Identifying a symmetrical triangle pattern
Not all trend lines indicate a symmetrical triangle pattern. Here are some of its key indicators:
- Trend timeline: An established trend that has been observed for a period of a few months and not days or weeks.
- Four touch points: There should be a minimum of four points touching- two highs by the upper trend line and two lows by the lower trend line.
- Volume: As the symmetrical triangle pattern indicates the consolidation of prices, the volume of trade decreases as the period extends.
- Breakout direction: The direction in which the breakout occurs can only be determined post the breakout point.
The symmetrical triangle pattern occurs when the market is taking a breather in anticipation of either the continuation of the ongoing trend or a reversal. It’s best to use this pattern to anticipate a potential breakout or breakdown. Often, the breakout would continue in the direction of where it was formed.
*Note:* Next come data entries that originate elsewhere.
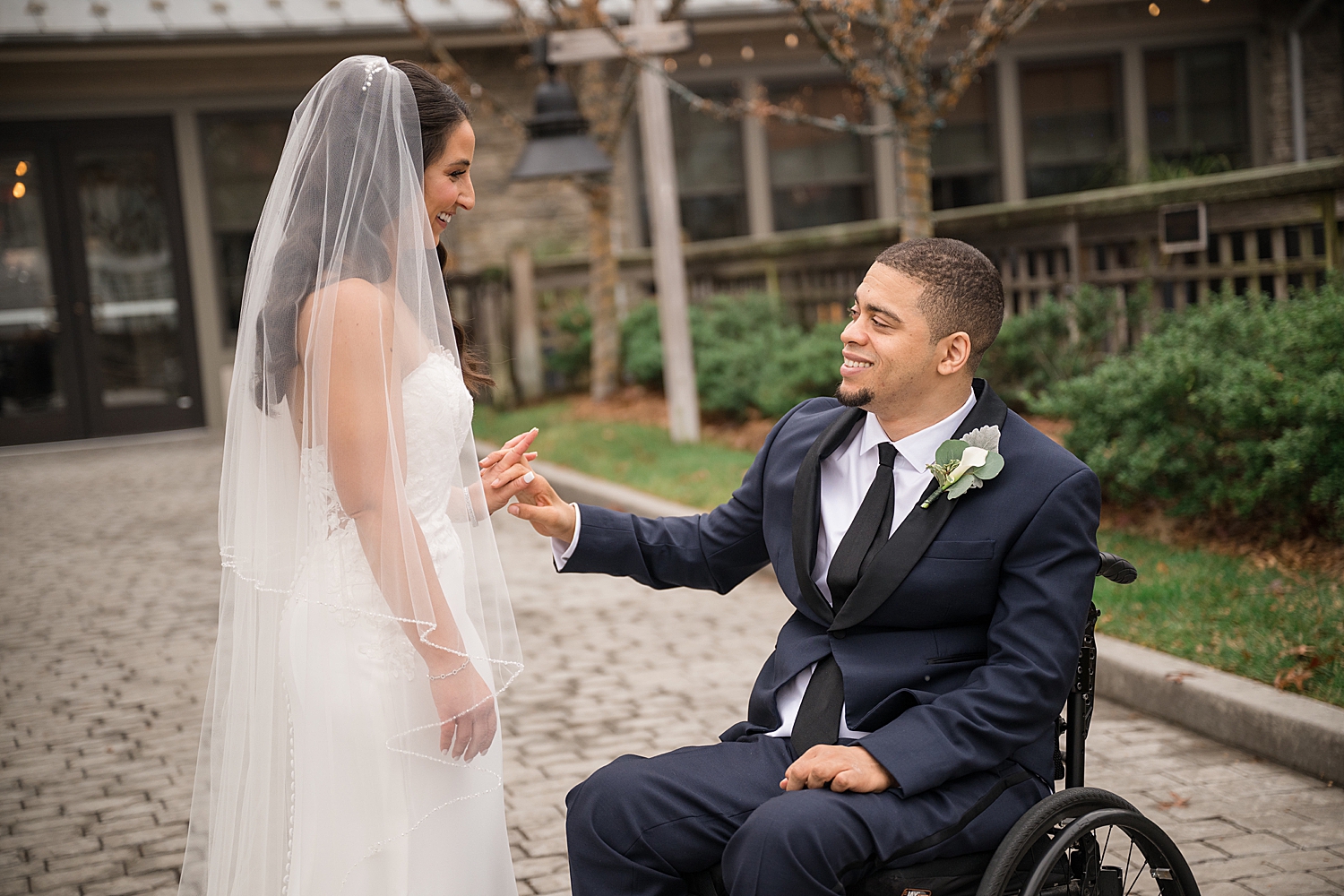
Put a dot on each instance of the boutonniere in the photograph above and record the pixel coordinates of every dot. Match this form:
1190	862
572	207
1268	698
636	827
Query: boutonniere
965	463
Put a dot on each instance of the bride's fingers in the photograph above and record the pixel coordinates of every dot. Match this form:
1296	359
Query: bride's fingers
513	473
464	737
516	452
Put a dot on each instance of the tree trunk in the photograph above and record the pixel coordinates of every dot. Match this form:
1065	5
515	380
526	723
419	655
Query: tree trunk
607	330
917	212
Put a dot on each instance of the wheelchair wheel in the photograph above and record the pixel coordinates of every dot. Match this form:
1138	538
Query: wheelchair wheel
1086	841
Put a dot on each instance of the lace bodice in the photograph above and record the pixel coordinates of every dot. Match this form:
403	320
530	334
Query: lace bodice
437	421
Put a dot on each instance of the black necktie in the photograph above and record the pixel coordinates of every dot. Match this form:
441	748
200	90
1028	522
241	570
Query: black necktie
819	713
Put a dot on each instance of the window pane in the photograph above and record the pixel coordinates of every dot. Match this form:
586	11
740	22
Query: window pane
965	151
819	177
1198	107
30	378
1073	131
134	303
709	169
242	153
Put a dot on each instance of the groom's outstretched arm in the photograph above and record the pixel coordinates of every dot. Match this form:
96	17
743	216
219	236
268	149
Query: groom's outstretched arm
712	551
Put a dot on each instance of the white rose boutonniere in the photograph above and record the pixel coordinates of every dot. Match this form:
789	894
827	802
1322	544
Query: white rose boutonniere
965	463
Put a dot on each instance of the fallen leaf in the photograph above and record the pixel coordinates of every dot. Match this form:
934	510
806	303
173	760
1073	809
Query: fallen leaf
1175	802
1293	676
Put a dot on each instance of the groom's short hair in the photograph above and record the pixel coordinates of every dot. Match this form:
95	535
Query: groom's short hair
962	290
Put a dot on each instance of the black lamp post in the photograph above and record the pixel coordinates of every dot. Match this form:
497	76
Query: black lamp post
558	144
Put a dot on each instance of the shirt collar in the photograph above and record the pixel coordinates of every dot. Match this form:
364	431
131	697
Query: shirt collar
917	449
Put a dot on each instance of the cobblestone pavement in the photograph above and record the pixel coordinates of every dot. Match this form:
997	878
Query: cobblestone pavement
108	590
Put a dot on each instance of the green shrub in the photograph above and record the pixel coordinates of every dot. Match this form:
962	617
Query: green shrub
1035	349
746	357
1230	409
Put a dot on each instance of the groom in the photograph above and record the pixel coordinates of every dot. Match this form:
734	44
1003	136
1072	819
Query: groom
909	708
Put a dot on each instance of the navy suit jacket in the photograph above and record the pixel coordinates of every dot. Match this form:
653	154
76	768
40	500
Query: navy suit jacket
959	665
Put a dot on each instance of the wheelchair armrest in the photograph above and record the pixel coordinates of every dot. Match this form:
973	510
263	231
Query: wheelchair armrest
1118	570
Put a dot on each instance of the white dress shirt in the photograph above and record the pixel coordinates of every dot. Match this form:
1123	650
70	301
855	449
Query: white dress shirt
846	477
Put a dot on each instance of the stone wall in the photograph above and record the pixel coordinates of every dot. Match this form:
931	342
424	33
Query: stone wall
1322	83
551	215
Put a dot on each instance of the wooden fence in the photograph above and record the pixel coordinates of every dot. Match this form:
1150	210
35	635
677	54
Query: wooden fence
1266	230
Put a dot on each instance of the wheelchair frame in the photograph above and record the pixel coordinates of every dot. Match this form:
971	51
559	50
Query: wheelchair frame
1053	849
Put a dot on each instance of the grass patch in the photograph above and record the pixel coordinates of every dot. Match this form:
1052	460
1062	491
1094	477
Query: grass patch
1225	613
642	457
1207	607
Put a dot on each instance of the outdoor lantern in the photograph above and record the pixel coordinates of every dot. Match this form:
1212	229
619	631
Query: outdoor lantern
558	144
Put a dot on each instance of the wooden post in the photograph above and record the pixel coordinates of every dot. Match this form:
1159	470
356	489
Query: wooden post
755	156
1136	113
1012	159
1332	234
527	335
503	394
886	172
668	263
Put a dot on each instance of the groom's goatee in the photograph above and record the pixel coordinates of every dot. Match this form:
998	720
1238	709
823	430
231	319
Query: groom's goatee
857	398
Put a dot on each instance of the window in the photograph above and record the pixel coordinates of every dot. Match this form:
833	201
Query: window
1198	108
242	153
819	177
1073	126
965	151
709	171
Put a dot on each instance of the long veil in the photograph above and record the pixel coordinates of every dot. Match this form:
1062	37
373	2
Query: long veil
327	544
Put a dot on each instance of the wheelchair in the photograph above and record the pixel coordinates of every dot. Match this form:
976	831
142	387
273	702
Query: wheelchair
1080	841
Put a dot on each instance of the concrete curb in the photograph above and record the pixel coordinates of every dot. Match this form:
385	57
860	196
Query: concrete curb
1288	728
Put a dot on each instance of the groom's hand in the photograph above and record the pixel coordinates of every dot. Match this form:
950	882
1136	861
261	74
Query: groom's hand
548	513
851	769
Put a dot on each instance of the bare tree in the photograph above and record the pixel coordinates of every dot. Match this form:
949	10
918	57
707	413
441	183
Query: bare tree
605	93
902	74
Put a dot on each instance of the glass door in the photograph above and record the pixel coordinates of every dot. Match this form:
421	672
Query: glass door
38	383
124	309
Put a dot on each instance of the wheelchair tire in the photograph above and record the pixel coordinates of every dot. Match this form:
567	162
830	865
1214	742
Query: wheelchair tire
1054	850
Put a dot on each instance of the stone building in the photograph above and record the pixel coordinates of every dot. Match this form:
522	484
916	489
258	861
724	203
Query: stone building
137	140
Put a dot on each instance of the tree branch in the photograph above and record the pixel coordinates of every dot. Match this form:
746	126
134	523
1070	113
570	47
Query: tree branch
451	72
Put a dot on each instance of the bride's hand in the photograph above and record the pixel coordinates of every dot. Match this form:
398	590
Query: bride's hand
465	710
505	470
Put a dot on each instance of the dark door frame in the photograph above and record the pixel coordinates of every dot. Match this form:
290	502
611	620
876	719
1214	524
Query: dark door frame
58	142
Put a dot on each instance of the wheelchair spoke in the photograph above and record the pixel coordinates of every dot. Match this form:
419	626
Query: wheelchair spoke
1137	874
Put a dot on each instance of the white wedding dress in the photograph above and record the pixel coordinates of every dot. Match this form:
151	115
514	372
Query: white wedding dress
320	771
376	807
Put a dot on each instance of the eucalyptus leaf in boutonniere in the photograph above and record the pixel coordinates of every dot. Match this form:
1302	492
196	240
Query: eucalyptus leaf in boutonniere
965	463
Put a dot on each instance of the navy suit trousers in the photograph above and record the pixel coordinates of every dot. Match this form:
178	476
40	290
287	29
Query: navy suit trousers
639	825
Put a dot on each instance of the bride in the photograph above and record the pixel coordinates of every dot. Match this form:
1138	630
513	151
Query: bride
349	739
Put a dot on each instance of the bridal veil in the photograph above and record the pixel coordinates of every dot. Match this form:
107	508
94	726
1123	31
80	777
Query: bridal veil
314	605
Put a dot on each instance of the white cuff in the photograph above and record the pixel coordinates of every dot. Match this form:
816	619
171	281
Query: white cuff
562	551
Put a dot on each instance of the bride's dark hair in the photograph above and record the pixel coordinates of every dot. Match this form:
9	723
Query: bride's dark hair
441	110
297	268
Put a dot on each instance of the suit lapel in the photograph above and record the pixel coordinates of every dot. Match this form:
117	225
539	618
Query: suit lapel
806	513
908	544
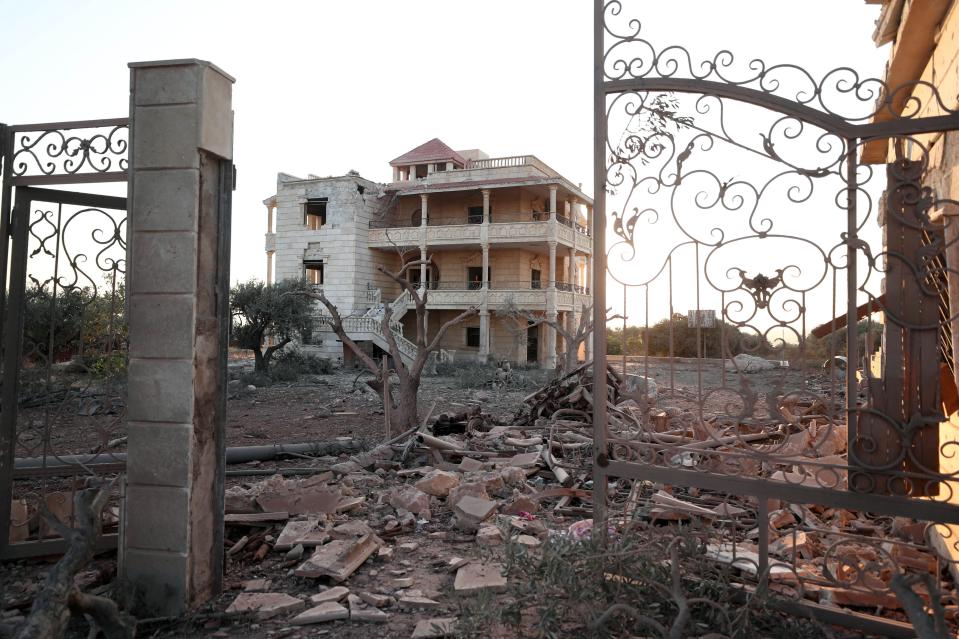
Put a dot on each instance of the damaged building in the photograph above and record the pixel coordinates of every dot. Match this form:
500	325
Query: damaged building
503	234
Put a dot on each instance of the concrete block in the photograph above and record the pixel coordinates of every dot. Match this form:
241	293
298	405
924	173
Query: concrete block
159	578
166	85
164	262
216	128
166	200
166	137
157	518
158	454
163	325
160	390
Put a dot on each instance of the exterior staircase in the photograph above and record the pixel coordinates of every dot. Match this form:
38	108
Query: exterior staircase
369	326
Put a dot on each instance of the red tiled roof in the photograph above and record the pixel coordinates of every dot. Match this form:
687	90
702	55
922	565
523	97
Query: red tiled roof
430	151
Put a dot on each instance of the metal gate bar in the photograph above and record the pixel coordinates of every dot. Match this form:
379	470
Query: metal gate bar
73	152
893	431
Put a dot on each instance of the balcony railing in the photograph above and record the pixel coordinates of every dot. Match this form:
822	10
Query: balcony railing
450	220
502	285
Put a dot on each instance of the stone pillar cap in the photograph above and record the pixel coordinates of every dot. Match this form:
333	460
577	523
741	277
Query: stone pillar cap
181	62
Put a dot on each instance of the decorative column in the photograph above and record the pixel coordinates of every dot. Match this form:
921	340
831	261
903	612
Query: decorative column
551	305
484	308
181	181
423	213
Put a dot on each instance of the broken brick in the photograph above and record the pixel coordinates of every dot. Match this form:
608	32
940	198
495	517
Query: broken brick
474	577
338	559
472	511
329	611
265	605
438	483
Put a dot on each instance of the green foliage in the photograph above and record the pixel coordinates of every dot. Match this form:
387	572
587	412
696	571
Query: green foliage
63	323
684	340
290	364
258	309
569	588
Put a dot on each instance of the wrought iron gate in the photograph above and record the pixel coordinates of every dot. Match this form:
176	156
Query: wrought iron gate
737	188
63	260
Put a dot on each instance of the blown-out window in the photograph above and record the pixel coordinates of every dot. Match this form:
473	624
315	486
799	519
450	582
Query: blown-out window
313	271
314	213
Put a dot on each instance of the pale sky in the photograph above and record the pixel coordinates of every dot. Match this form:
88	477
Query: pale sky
325	87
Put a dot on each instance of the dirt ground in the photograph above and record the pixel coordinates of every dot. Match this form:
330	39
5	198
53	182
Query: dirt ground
321	408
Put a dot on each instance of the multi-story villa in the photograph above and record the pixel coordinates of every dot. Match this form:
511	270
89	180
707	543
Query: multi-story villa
502	232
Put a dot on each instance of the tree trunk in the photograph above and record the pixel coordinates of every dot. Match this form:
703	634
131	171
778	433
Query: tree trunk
405	413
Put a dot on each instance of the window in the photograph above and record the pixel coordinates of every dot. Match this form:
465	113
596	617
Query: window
472	336
474	214
314	214
313	272
474	277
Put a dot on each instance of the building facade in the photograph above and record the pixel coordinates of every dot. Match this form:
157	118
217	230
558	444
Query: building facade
502	233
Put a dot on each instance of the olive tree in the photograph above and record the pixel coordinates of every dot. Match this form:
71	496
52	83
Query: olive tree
259	309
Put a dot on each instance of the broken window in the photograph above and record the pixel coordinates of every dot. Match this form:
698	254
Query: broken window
474	214
314	213
313	272
474	277
472	336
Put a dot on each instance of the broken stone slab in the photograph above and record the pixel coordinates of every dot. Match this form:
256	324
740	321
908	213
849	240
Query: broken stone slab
438	483
520	504
423	603
434	628
475	489
524	460
411	499
527	540
257	585
255	518
345	468
373	599
468	464
347	504
513	476
455	563
338	559
336	593
265	605
489	536
298	497
474	578
472	511
371	615
329	611
308	533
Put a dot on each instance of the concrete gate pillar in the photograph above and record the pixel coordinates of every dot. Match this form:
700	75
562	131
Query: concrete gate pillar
180	181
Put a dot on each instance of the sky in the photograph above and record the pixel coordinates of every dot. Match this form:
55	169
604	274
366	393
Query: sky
325	87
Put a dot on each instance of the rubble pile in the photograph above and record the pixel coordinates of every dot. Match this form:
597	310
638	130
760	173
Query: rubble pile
404	529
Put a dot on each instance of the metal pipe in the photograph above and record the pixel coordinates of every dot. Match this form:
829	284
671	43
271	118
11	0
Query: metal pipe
234	455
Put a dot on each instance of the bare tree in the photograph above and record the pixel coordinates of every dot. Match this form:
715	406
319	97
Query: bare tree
574	339
404	410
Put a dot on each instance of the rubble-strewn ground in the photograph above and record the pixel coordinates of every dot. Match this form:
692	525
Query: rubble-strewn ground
399	530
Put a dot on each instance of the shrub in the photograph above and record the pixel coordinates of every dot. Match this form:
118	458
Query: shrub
290	364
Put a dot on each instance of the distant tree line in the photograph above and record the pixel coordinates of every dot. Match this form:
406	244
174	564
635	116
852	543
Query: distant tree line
737	340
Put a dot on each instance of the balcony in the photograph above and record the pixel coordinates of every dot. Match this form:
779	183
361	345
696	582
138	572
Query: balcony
523	294
519	227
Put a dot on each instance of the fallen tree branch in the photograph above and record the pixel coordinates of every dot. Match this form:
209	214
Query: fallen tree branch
59	595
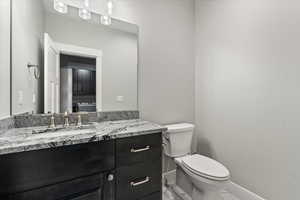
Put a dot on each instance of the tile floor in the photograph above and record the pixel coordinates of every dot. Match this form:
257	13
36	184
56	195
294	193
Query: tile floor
173	192
169	194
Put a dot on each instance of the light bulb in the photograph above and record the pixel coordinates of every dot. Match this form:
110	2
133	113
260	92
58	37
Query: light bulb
60	6
84	12
105	20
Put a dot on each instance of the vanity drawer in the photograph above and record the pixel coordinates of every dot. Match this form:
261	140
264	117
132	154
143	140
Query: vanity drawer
138	149
155	196
137	181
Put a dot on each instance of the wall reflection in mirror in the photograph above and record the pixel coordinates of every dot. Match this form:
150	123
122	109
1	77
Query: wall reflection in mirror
63	61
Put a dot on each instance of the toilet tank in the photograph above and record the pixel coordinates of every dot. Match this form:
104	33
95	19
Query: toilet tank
178	139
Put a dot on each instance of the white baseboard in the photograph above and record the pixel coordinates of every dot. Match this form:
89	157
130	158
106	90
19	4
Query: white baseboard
5	117
242	193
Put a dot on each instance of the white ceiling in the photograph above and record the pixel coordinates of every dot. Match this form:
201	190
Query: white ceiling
96	6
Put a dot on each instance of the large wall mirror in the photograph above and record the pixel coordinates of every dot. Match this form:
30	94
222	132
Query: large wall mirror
68	57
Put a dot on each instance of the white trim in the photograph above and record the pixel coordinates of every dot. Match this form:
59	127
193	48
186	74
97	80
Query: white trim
241	192
6	117
77	50
91	53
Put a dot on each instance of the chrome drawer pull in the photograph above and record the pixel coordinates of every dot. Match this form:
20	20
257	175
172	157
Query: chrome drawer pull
139	150
133	184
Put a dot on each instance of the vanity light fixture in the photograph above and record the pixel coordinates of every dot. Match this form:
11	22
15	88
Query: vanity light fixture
85	12
110	7
59	6
106	19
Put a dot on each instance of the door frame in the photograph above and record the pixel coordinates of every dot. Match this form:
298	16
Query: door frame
74	50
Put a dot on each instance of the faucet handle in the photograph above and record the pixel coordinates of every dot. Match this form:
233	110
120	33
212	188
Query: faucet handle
66	119
79	122
52	122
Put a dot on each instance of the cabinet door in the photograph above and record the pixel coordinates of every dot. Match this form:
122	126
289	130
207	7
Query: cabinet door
37	169
65	190
138	149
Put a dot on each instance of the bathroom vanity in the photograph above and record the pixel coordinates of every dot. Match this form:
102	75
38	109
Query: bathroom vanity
115	160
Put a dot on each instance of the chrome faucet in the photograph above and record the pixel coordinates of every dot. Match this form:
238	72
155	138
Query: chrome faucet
52	122
66	120
79	122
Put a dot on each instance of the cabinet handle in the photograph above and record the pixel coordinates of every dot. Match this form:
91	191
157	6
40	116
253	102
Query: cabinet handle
133	184
139	150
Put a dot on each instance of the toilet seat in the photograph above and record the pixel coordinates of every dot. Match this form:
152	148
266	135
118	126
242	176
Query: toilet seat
205	167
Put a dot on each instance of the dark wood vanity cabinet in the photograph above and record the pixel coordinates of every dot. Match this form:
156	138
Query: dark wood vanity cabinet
121	169
57	173
139	167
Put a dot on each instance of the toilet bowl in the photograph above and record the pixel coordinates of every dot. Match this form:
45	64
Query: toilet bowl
208	177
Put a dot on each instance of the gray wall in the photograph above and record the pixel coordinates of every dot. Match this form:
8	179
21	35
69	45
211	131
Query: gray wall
5	58
247	91
119	67
166	57
27	32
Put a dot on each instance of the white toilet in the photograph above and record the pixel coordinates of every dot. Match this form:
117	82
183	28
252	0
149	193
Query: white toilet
207	176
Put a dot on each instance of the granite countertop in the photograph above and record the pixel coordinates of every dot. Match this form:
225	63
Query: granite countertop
22	139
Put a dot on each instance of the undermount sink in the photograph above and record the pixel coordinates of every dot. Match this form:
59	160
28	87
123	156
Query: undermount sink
62	128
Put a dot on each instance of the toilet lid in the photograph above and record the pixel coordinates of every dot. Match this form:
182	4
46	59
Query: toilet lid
206	167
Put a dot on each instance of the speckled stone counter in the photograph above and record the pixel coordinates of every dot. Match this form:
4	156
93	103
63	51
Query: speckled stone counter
22	139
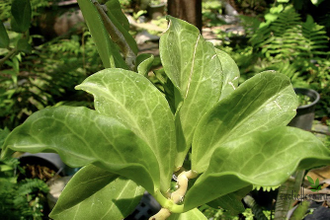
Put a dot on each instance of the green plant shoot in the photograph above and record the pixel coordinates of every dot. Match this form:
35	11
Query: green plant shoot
216	136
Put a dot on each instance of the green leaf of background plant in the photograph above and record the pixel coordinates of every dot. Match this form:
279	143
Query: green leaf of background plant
116	11
230	73
262	158
23	45
138	104
144	64
4	39
310	180
94	193
192	65
193	214
264	101
82	136
231	202
118	18
107	49
21	12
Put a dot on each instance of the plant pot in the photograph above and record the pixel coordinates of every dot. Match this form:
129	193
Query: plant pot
305	113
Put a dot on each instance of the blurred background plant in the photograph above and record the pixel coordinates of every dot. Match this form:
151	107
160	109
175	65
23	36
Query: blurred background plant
291	40
23	198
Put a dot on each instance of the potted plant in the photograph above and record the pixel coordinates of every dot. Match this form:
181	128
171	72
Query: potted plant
218	138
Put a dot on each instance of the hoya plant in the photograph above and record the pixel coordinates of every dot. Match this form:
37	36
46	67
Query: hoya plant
220	139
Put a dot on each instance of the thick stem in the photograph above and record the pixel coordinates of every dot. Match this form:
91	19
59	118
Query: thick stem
177	196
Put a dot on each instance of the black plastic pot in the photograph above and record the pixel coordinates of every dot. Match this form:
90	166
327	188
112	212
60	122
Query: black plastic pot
305	113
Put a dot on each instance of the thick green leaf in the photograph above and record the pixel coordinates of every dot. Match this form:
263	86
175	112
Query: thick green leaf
138	104
107	49
4	39
193	66
144	62
94	193
82	136
21	12
262	102
230	73
231	202
193	214
263	158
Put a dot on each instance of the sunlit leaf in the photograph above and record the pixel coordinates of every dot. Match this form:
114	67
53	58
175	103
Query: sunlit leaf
137	103
107	49
193	66
94	193
262	102
21	12
4	39
81	137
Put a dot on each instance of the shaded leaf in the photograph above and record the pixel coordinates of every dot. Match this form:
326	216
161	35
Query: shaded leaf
81	137
96	193
264	101
262	158
230	73
136	102
144	62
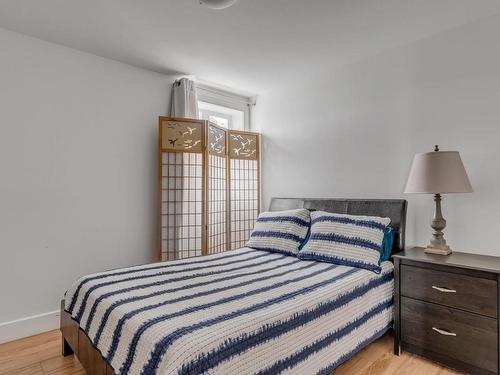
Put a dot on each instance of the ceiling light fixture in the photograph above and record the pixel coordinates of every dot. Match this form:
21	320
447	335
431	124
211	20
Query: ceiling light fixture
217	4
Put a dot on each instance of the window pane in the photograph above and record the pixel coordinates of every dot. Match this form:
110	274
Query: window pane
223	116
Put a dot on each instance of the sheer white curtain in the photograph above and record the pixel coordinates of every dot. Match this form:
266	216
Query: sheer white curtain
184	101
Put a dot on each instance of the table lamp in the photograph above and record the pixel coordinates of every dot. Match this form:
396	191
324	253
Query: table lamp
438	172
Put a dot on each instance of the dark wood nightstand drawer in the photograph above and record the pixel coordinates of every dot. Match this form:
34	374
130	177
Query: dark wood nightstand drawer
450	333
463	292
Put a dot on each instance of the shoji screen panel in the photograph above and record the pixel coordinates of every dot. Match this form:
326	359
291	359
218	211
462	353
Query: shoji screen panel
217	198
182	186
244	187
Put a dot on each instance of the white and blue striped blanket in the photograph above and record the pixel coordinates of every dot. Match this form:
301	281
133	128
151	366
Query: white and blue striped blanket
240	312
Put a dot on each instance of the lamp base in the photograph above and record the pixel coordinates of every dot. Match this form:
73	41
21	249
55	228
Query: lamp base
438	244
440	251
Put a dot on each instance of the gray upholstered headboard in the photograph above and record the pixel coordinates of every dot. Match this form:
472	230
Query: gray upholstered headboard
395	209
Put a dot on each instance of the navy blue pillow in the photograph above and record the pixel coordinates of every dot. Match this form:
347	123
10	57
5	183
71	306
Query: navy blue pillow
386	249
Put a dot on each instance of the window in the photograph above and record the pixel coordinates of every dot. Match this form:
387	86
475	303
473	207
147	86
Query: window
223	116
226	109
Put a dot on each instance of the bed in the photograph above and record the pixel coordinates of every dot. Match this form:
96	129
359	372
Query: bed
243	311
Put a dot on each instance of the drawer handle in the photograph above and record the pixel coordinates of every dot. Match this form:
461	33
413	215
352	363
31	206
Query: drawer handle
444	332
444	290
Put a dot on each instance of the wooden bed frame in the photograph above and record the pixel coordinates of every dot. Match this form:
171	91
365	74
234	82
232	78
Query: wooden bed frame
75	340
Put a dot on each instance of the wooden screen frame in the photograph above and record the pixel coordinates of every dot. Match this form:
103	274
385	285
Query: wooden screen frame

That means if there was a bullish trend, then the predicted price would likely be in the upward direction and a bearish trend would mean a downward direction.
Calculating the breaking point from a symmetrical triangle pattern
You can estimate the breakout price point using the distance between the high and the low in the early parts of the pattern. For instance, if the triangle pattern starts at ₹100 and continues to move upward till ₹150, let us assume the breakout at ₹120 before the range of highs and lows begins to narrow. Using the formula 150 – 100 = 50 + 120 = 170, we can predict ₹170 to be the target price.
Trading the symmetrical triangle pattern – Do’s and don’ts
It is important to manage risks and protect your capital while trading with a symmetrical triangle strategy. Here are some important points to keep in mind.
- Confirmation: Enter a trade only after a confirmed breakout or breakdown.
- Use the 1% rule: This means resulting in less than 1% risk to your account balance in one short position trade.
- Volume: Ensure the breakout or breakdown is followed by increasing trade volumes.
- Stop loss order: Estimating a breakpoint will help you place your stop loss order at the right place to minimise potential losses. Placing the stop loss order below the breakout point or above the breakdown will limit potential losses.
- Price target: As mentioned above, estimating the breakout point will allow you to place your stop loss order and provide an initial target for the trade.
It is also important to keep in mind that incorporating other technical indicators such as a moving average or a momentum indicator to infer the breakout point will be your best bet while trading the symmetrical triangle pattern.
To sum it up
The symmetrical triangle pattern should be used to anticipate a continuation of an ongoing trend or a reversal. The key is to identify it and predict where the breakout might happen to reduce potential losses. You must also place stop loss orders below breakout point or above breakdown point to mitigate risks. Moreover, incorporating other technical indicators such as moving average or momentum indicator will enable a more accurate prediction.